Nie ma planów nakładania dodatkowych podatków na spółki Skarbu Państwa - powiedziała Polskiej Agencji Prasowej Biznes posłanka Polski 2050 Paulina Hennig-Kloska. Dodała, że Orlen do tej pory korzystał z uprzywilejowanej pozycji i nie rozliczył się z nadmiarowych zysków.
Zapytana o to, czy planowane są dodatkowe podatki od spółek Skarbu Państwa, odpowiedziała: "Nie. To była sytuacja nadzwyczajna (danina na Orlen w projekcie ustawy o mrożeniu cen m.in. prądu - red.), bo Orlen korzystał na tym, że miał swoich byłych przedstawicieli w ministerstwie, wypracował sobie uprzywilejowaną pozycję, (...) doszło tutaj do nierównowagi".
Hennig-Kloska: Orlen korzystał z uprzywilejowanej pozycji
- Mało tego, w mojej ocenie Komisja Europejska mogłaby na to finalnie zwrócić uwagę i uznać to za niezgodną z przepisami uprzywilejowaną pozycję spółki (tzn. brak zapłaty windfall tax - red.). W związku z tym Orlen powinien był już dawno temu utworzyć rezerwę - mówiła.

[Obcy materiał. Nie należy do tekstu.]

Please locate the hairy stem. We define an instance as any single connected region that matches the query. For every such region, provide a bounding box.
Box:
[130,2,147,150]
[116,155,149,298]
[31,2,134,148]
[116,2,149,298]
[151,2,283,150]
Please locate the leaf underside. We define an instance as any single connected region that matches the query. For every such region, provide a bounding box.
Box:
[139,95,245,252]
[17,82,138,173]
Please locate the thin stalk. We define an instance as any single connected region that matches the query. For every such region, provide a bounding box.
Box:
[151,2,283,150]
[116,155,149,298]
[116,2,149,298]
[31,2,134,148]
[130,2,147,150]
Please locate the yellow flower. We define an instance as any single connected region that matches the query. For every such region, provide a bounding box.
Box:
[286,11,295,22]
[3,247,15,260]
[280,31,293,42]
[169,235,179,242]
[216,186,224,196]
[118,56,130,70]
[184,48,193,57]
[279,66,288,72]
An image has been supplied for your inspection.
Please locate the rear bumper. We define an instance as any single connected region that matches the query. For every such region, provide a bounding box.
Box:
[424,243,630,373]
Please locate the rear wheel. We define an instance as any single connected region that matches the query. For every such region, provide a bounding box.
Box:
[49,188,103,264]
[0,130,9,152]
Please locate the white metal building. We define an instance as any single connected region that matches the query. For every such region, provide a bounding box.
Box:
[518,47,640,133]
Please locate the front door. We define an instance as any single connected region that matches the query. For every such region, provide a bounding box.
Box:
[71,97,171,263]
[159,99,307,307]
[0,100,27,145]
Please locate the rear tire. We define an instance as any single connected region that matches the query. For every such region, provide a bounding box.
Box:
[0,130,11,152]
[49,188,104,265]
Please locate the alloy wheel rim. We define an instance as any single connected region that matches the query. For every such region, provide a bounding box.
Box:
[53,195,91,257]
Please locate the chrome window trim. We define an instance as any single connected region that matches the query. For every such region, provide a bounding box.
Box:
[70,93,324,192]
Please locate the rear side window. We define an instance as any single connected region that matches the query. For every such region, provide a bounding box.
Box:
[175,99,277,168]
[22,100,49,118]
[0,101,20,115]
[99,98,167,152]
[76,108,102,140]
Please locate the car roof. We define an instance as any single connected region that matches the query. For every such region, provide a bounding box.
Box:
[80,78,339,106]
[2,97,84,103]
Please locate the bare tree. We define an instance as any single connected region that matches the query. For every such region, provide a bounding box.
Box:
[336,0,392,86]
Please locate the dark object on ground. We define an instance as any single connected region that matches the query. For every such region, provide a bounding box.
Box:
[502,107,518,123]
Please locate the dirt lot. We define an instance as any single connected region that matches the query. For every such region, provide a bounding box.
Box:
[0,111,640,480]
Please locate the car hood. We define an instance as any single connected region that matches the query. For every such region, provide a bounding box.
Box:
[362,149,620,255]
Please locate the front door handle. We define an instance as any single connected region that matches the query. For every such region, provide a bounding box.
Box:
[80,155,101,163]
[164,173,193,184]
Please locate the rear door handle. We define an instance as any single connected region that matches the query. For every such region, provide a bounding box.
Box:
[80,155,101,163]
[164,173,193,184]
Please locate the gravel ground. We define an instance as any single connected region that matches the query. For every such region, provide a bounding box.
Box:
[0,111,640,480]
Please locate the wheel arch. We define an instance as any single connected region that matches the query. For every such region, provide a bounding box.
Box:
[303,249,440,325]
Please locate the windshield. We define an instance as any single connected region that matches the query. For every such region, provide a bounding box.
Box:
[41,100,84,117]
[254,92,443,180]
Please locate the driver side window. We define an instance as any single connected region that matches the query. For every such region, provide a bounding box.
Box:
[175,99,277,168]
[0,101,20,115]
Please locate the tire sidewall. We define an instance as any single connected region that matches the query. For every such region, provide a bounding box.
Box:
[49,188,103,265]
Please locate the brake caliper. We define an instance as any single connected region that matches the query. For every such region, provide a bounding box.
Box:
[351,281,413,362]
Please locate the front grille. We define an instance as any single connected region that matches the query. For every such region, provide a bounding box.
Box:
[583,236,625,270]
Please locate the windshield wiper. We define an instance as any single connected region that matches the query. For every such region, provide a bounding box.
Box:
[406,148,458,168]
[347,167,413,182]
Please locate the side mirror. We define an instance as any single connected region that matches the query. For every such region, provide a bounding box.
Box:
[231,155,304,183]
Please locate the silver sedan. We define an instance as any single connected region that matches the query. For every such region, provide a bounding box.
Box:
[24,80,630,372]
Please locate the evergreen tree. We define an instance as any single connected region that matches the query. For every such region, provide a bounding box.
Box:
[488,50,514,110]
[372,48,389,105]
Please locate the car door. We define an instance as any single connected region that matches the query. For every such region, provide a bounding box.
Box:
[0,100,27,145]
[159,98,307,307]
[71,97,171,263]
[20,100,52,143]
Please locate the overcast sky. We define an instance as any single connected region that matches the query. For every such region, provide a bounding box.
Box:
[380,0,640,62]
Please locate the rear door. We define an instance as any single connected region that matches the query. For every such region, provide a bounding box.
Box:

Posłanka przypomniała, że podatek od nadmiarowych zysków za 2022 r. zapłaciła JSW, a Orlen takiego podatku nie zapłacił.
- Orlen korzystał z uprzywilejowanej pozycji, nie rozliczył się z obywatelami z nadmiarowych zysków, które uzyskał na gazie w 2022 roku - dodała.
Zamrożenie cen i koszt dla Orlenu
We wtorek grupa posłów KO i Polska 2050 - TD złożyła w Sejmie projekt ustawy zakładającej zamrożenie cen prądu, gazu i ciepła dla gospodarstw domowych i podmiotów wrażliwych do końca czerwca 2024 r. Grupa Orlen ma pokryć większość z kosztów dalszego mrożenia cen - podał jako pierwszy portal Wysokie Napięcie. Według portalu koalicja szacuje, że Orlen zapłaci ok. 14,6 mld zł z tytułu wydobycia gazu wobec szacowanych ok. 16,5 mld zł całkowitych kosztów ustawy.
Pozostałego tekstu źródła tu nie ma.